Demande de pause sur la construction de nouvelles infrastructures
Le gouvernement a annoncé une « pause dans les projets d'infrastructures de transports » et un Conseil d'Orientation des Infrastructures, a été mis en place. À l’image du travail en cours de réalisation au niveau national, la Haute-Savoie doit cesser la construction d’infrastructures, afin d’évaluer leur pertinence et les prioriser. Le Conseil d'Orientation des Infrastructures en Haute-Savoie (COI 74) devra être indépendant des porteurs des projets à évaluer. Il sera chargé d’étudier tous les projets en cours et à venir, quel que soit le porteur de projet (État, Département, Collectivités). Sa mission sera d'évaluer les besoins de mobilité du département, les solutions alternatives à la voiture individuelle, l’impact de chaque projet sur les finances publiques, sur la qualité de l’air, la santé publique et le climat. Il devra donner un avis sur la pertinence ou la non-pertinence des projets d’infrastructures.
Valoriser l’économie locale et les circuits courts
Favoriser les circuits courts est une manière de résoudre une partie des problèmes de mobilité dans le département.
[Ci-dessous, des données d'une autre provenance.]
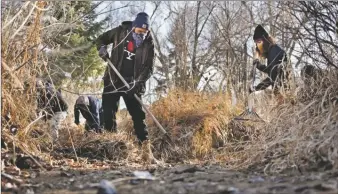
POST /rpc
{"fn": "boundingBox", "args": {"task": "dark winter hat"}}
[133,12,149,30]
[253,24,269,40]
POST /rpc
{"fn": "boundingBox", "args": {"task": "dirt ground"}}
[2,159,338,194]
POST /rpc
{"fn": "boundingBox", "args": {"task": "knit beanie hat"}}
[133,12,149,30]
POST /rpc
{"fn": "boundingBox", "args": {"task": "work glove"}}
[99,45,109,61]
[127,82,141,97]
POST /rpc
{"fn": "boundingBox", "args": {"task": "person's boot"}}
[141,140,158,164]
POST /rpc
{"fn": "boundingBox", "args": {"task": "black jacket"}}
[96,21,154,90]
[74,96,102,129]
[255,44,287,91]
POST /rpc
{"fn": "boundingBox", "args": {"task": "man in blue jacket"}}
[249,25,287,94]
[96,12,155,162]
[74,96,103,133]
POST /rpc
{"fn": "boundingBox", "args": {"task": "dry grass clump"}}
[147,89,241,160]
[236,71,338,173]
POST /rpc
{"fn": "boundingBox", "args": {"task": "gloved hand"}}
[127,82,141,97]
[99,45,109,61]
[252,59,260,66]
[249,87,256,94]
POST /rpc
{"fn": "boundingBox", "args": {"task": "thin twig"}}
[2,1,30,31]
[9,1,38,39]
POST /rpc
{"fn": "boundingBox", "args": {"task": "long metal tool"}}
[107,59,168,135]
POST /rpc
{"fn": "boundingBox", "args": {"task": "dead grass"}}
[227,72,338,173]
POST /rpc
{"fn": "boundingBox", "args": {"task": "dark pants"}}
[255,64,289,93]
[102,78,148,142]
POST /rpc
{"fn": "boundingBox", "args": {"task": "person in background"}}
[249,25,288,101]
[36,79,68,142]
[96,12,156,163]
[74,96,102,133]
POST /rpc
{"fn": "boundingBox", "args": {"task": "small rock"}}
[217,185,239,194]
[294,185,310,192]
[227,187,239,194]
[5,166,21,176]
[26,189,34,194]
[97,180,117,194]
[133,171,154,180]
[15,155,36,169]
[300,189,317,194]
[60,172,73,177]
[4,183,14,190]
[44,183,54,189]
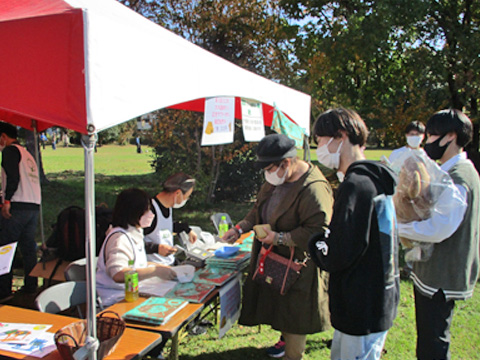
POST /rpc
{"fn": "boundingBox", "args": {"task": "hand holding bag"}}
[252,244,306,295]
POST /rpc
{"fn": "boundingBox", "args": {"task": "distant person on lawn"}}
[0,122,41,299]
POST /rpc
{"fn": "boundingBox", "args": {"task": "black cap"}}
[254,134,297,170]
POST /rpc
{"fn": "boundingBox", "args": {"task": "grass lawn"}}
[33,145,480,360]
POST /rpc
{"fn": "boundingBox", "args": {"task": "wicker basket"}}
[55,311,125,360]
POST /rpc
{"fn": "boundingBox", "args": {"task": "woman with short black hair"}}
[97,188,176,306]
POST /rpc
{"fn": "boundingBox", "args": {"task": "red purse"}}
[252,244,306,295]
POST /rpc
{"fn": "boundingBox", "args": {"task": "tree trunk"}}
[25,130,48,184]
[207,145,223,204]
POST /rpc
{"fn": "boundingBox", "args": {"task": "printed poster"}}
[0,322,57,358]
[240,99,265,142]
[202,97,235,146]
[0,242,17,275]
[218,275,241,339]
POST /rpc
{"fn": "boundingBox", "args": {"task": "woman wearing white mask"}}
[145,172,197,265]
[388,121,425,164]
[224,134,333,360]
[96,189,176,306]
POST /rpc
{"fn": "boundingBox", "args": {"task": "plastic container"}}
[218,216,228,237]
[125,260,139,302]
[215,246,240,258]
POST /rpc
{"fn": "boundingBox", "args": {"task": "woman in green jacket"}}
[224,134,333,360]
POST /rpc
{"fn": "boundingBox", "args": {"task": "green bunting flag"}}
[270,104,305,149]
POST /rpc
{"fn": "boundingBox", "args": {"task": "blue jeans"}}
[0,209,39,298]
[330,330,388,360]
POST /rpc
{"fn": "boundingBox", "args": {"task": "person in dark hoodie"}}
[309,108,400,360]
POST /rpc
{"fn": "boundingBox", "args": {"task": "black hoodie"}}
[309,161,400,336]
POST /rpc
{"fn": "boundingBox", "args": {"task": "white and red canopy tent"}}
[0,0,310,134]
[0,0,310,358]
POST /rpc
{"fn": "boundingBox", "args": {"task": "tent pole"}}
[303,135,312,162]
[82,131,97,360]
[32,120,46,248]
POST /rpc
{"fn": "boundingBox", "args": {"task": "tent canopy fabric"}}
[0,0,310,134]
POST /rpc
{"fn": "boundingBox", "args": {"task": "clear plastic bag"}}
[390,149,464,262]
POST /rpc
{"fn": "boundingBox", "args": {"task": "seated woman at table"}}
[97,189,176,306]
[223,134,333,360]
[144,172,197,265]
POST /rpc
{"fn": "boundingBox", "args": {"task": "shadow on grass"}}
[179,334,332,360]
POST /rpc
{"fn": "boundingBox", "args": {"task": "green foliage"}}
[152,110,258,205]
[215,149,263,202]
[280,0,480,147]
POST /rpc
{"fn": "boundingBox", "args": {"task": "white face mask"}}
[139,210,155,228]
[173,190,188,209]
[337,171,345,182]
[407,135,423,149]
[316,138,343,169]
[264,166,288,186]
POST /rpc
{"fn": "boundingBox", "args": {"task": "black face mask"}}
[423,134,452,160]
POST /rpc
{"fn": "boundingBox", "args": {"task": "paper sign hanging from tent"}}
[202,97,235,146]
[241,99,265,141]
[270,105,305,149]
[0,242,17,275]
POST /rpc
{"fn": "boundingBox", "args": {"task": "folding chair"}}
[64,257,98,281]
[35,281,103,319]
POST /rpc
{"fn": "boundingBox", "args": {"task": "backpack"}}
[46,205,112,261]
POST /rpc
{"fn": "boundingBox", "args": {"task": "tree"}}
[281,0,480,145]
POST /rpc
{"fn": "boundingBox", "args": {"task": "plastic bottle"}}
[218,216,228,237]
[125,260,139,302]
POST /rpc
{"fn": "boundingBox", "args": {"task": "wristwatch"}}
[277,233,285,245]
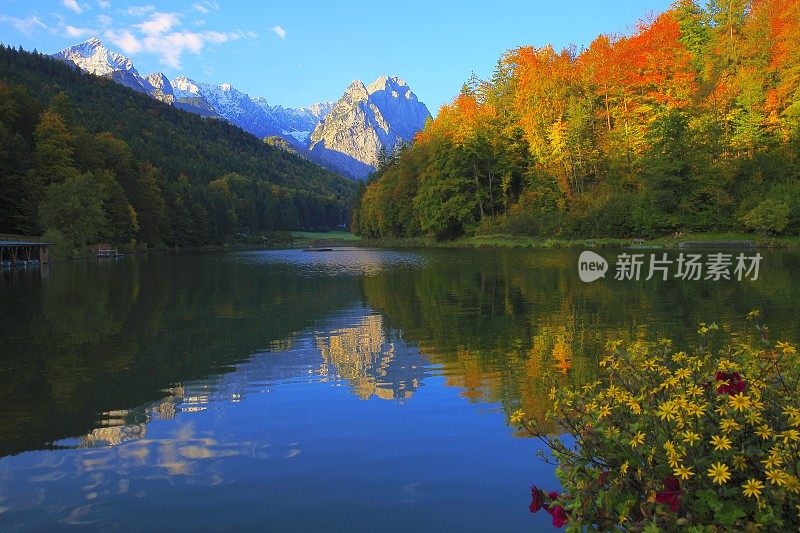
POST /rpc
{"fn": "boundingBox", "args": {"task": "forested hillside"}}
[352,0,800,238]
[0,47,355,246]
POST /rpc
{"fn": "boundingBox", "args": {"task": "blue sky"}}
[0,0,670,114]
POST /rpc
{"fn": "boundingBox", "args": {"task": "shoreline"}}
[348,233,800,250]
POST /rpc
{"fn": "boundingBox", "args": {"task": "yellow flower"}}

Le réseau éco-conso74, mis en place par une association membre du Réseau Air 74, vise à favoriser la consommation locale en mettant en relation les structures du département qui proposent des biens et services à caractère développement durable et les consommateurs qui les cherchent. 135 structures locales sont déjà inscrites, or l’initiative manque d’appui financier pour se développer aujourd’hui et faire connaître ces producteurs locaux, en circuit de distribution court, à l’ensemble des habitants.
Impliquer les citoyens
Des associations et citoyens pourraient être associés à la réflexion pour l’élaboration d’une offre de mobilité multimodale en Haute-Savoie, en particulier concernant le vélo, le covoiturage, l’auto-stop sécurisé et les propositions pour réduire les besoins de mobilité. Le tissu associatif local pourrait aussi être sollicité pour participer à l’indispensable phase de communication autour des solutions mises en place.